Netflix's TimeSeries Abstraction team — Rajiv Shringi, Kaidan Fullerton, Oleksii Tkachuk, and Kartik Sathyanarayanan — discloses how they fight the wide-partition problem at the granularity of individual TimeSeries IDs on top of Apache Cassandra 4.x. Two complementary mechanisms ship: (1) a table-level auto-tuning control loop (patterns/auto-tuning-control-loop-on-storage-histograms) that watches nodetool tablehistograms via a Cassandra virtual table and rewrites future Time-Slice partition strategy when the p99 partition size deviates from a configured 2–10 MiB density target — fixing concepts/over-partitioning as well as under-partitioning; and (2) per-ID dynamic partition splitting — an asynchronous pipeline that detects wide partitions on reads rather than writes (concepts/read-side-detection-of-storage-pathology), splits immutable partitions only (concepts/immutable-partition) into multiple event-bucket partitions in a separately-named time-slice table, validates the split with pre/post checksums (concepts/checksum-validated-data-migration), and serves reads transparently via a Bloom-filter-gated read-path divert that consults a wide_row metadata table to route the query to the post-split partitions. The original wide partition is never deleted — it remains as a fallback (patterns/keep-original-partition-as-fallback-during-split). Two mid-stack remedies ship alongside for cases where dynamic split isn't appropriate: partial-return on SLO breach (patterns/partial-return-on-slo-breach) for clients that prefer latency over completeness, and manual ID block-listing for adversarial / spam IDs.

Key takeaways

  1. Wide partitions on Cassandra cause seconds-scale tail latency, GC storms, high CPU, thread queueing, and read timeouts — not just slowness. "In extreme cases, if most of the reads target wide partitions, we can see Garbage Collection pauses, high CPU utilization and thread queueing." The article shows median reads at single-digit ms compared to seconds-scale tail on wide-partition tables. (Source: this post.)

  2. Provisioning-time partition strategy is necessary but insufficient. Netflix's TimeSeries provisioning pipeline runs Monte-Carlo simulations over user-provided workload characteristics to pick optimal partitioning configuration per namespace, but the strategy fails when "workload is unknown or inaccurately estimated," "workload evolves over time," or "data outliers exist." Discrete Time Slices give an escape hatch because each new slice can use a different partitioning strategy without rewriting old data.

  3. Auto-tuning at the table level: future Time Slices get re-partitioned when histograms drift. A background worker exposes nodetool tablehistograms percentile distributions through a Cassandra virtual table, watches for partitions outside the configured 2–10 MiB density window, and proposes a new partitioning config for the next Time Slice. The post shows a live example of fixing over-partitioning (60-second time buckets producing < 10 KB partitions) by widening the time bucket to 7 days (time_bucket interval: 60s -> 604800s). Past slices are not rewritten. (Source: this post — "DynamicTimeSliceConfigWorker" example.)

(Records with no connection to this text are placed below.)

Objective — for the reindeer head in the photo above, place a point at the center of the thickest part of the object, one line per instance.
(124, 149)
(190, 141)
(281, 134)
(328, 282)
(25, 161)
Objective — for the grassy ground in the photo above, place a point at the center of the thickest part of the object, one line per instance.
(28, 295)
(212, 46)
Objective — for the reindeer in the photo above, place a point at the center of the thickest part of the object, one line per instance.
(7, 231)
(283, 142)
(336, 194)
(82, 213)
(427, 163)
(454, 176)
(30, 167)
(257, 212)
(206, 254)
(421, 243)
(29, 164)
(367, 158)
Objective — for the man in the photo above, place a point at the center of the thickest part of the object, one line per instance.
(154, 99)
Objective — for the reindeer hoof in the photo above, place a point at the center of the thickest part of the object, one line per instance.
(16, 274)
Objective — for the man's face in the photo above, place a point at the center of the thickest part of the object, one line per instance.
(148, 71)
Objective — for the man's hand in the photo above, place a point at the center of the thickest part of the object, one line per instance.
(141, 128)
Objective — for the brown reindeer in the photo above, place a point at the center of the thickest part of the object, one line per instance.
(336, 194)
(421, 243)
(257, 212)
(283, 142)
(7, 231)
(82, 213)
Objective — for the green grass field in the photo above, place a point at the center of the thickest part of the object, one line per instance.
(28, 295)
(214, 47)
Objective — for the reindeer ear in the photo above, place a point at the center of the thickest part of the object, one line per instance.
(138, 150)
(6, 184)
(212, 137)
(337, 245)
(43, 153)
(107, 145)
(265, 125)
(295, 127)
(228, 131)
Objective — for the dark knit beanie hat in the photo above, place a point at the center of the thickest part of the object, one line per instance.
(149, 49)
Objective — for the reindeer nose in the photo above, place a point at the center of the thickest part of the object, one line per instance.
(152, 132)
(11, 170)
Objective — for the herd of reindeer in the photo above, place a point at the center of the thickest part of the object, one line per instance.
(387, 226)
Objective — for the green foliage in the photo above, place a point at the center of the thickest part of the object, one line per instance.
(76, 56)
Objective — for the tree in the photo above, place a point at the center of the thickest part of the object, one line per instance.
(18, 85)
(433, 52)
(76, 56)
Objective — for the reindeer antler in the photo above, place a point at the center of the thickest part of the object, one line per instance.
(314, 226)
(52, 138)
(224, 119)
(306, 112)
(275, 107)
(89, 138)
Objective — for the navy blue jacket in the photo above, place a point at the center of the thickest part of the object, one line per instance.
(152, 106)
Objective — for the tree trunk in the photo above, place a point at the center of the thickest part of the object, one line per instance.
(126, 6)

  4. Some IDs need per-ID treatment, not table-wide treatment. Even after table-level tuning, "valid and important TimeSeries IDs accumulate a high enough volume of events" to be wide. Three mid-stack options: do nothing (if app metrics aren't impacted); partial-return (return whatever data was collected before the SLO deadline + a continuation token — works for latency-prioritising clients); block IDs (remove adversarial IDs entirely — "dgwts.config.<dataset>.block.Ids: \"<tsid-1>, <tsid-2>, <tsid-3>\""). (Source: this post.)

  5. The dynamic-partition-split pipeline has three stages: Detection, Planning & Splitting, Serving Reads. Detection happens on the read path (intentionally, not the write path — "the majority of the data in the wild doesn't need this treatment"). Each read tracks bytes-read-per-partition; if the byte threshold is exceeded, the server emits a Kafka event whose payload includes time_slice, time_series_id, time_bucket, event_bucket, an immutable flag computed by the server (TimeSeries servers can determine when a partition is no longer receiving writes), and a reserved version for future invalidation. (Source: this post — verbatim Kafka event JSON.)

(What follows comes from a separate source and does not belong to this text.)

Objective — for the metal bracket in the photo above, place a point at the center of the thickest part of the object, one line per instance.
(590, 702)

  6. Only immutable partitions are split, on purpose. "Although splitting mutable partitions is possible, it is inherently more complex. As a first step towards solving this problem, we chose to reduce the surface area of this change by focusing on immutable partitions, while still meaningfully reducing caller timeouts." This is canonical reduce-surface-area discipline applied to a high-blast-radius migration — the design choice to defer mutable-partition splits to future work is named explicitly.

  7. Splitting goes through a checkpointed planner. The Planner reads the entire partition once to compute an accurate split plan; partial reads can be resumed from the last saved checkpoint stored in a wide_row metadata table that doubles as the runtime route table. The default split strategy is EventBucketPartitionSplitStrategy which assigns more event buckets to the same time bucket. "If the partition is ultra-wide, we cap the number of event buckets we split into, in order to control the resultant read amplification. Spreading into multiple partitions in such cases is still beneficial in order to spread the read workload to multiple Cassandra replicas." (Source: this post — read-amplification cap is the load-bearing engineering choice.)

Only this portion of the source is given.